Consider this page a brief, but hopefully a concise guide into my reviews.
To begin, I would like to share with you my personal understanding of the definition for the term “Gamer” as being an enthusiast who enjoy games. By that definition it doesn’t matter whether or not a game played over a table top or on a computer entertainment system. An example of that definition – “O.G.” Gamers are the guys you see playing a session of Chess and/or Backgammon in the park.
This is for those curious as to how I rate a game, so below is an example of the “Report Card” I use for marking during a review.
# = A – D or F
* = Family, Youth or Adult
Starting with the grades themselves- Hopefully self-explanatory, but anyway…
A = Excellent
B = Good
C = Satisfactory / Reasonable
D = Mediocre / Substandard
F = Failure
Quality covers the audio and visual fidelity (when addressing computer games) or appearance (when addressing a table top or card game for example). This also takes into account any story a game might tell to immerse players, it also addresses overall presentation. Good design and presentation will likely score high grades. However, content of poor taste can impact negatively when grading.
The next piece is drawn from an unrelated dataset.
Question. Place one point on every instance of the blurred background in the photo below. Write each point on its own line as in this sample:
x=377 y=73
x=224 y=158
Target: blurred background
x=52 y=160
Gameplay is pretty self-explanatory and relates to overall gameplay experience, user friendliness and enjoyment factor of game.
Content refers to quantity of content and/or longevity a game may offer.
Technical looks at stability (computer games) or the construction, printing and material quality (table top and/or card games). A buggy computer games, hyper-oppressive DRM, shoddy component construction for a board game or cheaply printed cards can be considered for bad grades.
Value is simple, as it addresses the asking price or going rate for any given game. A reasonably priced game that offers what you would expect to pay for a Triple-A release at full price is going to grade high. But on the other end of the scale – A Triple-A release that offers barebones experience will grade badly.
Audience is a simple recommendation, particularly to parents or those buying gifts for a younger playing audience. Whilst you have a government classification rating when applicable – These recommendations may differ as (for example) some PG rated games may not be suitable for children or certain MA rated games are in no way suitable for minors. They as follows:
Family = Suitable for all ages – From the young to the young at heart.
Youth = This includes school aged persons not of Legal Age.
Adult = Adults Only (Persons of Legal Age) – Legal Age defined as being old enough to be legally consider eligible to hold a driver’s license and vote, etc.
Anyway, I hope this helps give you an idea as to how I like to grade my reviews.